Jain thinkers argued the case with characteristic rigor. If God created the world, what was the motive? A perfect being lacks nothing and can have no unfulfilled desire prompting creation. If God created out of playfulness or need, then God is not perfect. If the world requires a maker because it is an effect, then God too, being a being, would require a maker, and one is led into an infinite regress. And if a benevolent, all-powerful God made the world, whence comes the suffering, cruelty, and injustice that fill it? Far simpler, the Jains concluded, to recognize that the universe operates by its own eternal laws, that substances behave according to their own natures, and that the moral order is upheld not by divine decree but by the impersonal working of karma.
This does not make Jainism an atheistic philosophy in any bleak or reductive sense. It is more precise to call it transtheistic. Jainism denies a creator and cosmic ruler, but it affirms divinity of another and higher kind. The divine, for the Jain, is not a being who stands outside the world dispensing reward and punishment, but the perfected state that every soul may attain. Godhood is not a monopoly of one supreme being; it is the birthright and destiny of the soul itself, realized when the soul frees itself entirely from karmic bondage.

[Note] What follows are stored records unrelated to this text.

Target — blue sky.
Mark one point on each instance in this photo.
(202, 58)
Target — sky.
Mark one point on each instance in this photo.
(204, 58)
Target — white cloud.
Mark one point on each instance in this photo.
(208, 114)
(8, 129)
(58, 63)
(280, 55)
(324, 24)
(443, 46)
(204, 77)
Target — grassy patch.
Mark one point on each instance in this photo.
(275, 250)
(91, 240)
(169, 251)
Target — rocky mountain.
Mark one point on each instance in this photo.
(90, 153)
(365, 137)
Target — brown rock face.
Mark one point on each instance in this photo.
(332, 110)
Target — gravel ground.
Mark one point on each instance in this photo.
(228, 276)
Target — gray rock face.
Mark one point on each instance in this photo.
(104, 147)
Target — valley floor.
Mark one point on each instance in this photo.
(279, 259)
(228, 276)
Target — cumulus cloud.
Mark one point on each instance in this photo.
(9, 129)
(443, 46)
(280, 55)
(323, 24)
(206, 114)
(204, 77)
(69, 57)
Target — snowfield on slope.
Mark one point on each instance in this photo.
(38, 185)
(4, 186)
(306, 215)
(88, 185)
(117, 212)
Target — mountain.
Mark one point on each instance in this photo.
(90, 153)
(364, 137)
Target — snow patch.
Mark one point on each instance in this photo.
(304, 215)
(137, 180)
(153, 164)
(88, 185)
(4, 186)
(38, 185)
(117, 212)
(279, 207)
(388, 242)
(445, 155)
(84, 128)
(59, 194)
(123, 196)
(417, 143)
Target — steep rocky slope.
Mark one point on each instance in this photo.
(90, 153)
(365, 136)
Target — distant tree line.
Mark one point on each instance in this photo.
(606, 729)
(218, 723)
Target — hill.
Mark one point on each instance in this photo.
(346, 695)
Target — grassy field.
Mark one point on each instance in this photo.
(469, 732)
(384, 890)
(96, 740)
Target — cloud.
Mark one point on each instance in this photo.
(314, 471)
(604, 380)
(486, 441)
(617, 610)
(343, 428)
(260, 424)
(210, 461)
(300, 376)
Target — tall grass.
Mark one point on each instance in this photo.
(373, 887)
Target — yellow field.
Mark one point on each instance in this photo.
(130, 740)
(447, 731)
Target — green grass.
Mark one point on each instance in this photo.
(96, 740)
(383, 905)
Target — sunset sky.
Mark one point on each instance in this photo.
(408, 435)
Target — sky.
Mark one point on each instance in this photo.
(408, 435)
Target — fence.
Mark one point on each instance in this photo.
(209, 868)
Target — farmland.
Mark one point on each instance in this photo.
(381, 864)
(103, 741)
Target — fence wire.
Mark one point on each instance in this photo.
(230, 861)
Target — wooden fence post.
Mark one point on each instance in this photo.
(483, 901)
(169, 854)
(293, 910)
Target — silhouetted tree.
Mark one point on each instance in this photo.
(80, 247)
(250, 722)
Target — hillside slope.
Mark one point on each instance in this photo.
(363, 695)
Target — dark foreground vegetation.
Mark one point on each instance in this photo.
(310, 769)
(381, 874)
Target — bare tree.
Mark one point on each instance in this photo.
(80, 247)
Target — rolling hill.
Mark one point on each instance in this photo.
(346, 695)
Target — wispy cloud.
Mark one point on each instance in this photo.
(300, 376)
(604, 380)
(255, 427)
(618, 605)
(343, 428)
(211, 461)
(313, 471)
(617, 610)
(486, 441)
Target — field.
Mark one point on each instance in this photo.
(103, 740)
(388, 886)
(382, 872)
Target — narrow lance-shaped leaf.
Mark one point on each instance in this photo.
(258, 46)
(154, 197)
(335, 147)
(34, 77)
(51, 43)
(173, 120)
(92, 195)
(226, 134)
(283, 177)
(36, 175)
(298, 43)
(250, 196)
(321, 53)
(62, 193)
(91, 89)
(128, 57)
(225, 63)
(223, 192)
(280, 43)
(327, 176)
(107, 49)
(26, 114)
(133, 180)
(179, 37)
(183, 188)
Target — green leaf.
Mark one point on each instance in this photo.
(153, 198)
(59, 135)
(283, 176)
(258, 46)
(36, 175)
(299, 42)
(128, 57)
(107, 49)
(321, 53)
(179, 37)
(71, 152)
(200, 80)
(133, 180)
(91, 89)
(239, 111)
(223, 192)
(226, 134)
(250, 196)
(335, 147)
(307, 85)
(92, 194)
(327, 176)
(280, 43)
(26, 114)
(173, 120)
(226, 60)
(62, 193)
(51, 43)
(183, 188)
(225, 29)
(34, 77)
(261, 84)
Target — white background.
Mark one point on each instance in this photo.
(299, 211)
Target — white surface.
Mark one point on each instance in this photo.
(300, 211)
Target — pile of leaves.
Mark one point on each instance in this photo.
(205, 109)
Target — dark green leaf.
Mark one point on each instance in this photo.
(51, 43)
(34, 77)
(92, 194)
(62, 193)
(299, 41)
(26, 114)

Two categories of exalted beings hold the place that a god occupies in other faiths. The first are the Arihantas or Tirthankaras, souls who have conquered their inner enemies, attained infinite knowledge, kevala jnana, and, having crossed the ocean of rebirth themselves, teach the path to others while still embodied. The second are the Siddhas, the fully liberated souls who have shed the last of their karma and their bodies and dwell forever at the summit of the universe in perfect knowledge, perception, bliss, and energy. These are the true objects of Jain veneration. When a Jain bows before the image of a Tirthankara, it is not to petition a creator for favors, for the liberated grant no boons and answer no prayers, but to honor and to contemplate the ideal of the perfected soul, and to strengthen the resolve to walk the same path.
The consequences of this theology are far-reaching. Because there is no God to appease, salvation cannot come by grace, sacrifice, or divine intervention. Each soul must accomplish its own liberation through its own effort, right faith, right knowledge, and right conduct, purifying itself of karma by discipline, austerity, and above all the practice of non-violence. Responsibility is total and undelegated; no one can save another, and no one is saved from without. The universe offers no shortcuts and plays no favorites; it simply reflects, with perfect impartiality, the moral quality of each being's own deeds.
In this vision the dignity of the soul is raised to its highest pitch. There is no gulf between the human and the divine that only a creator could bridge, for the divine is what the soul essentially is once its obscurations are removed. Every jiva, even the humblest, carries within it the latent perfection of a Siddha. The whole endeavor of the Jain religion is to awaken souls to this truth and to lead them, by their own labor, to the godhood that was always theirs.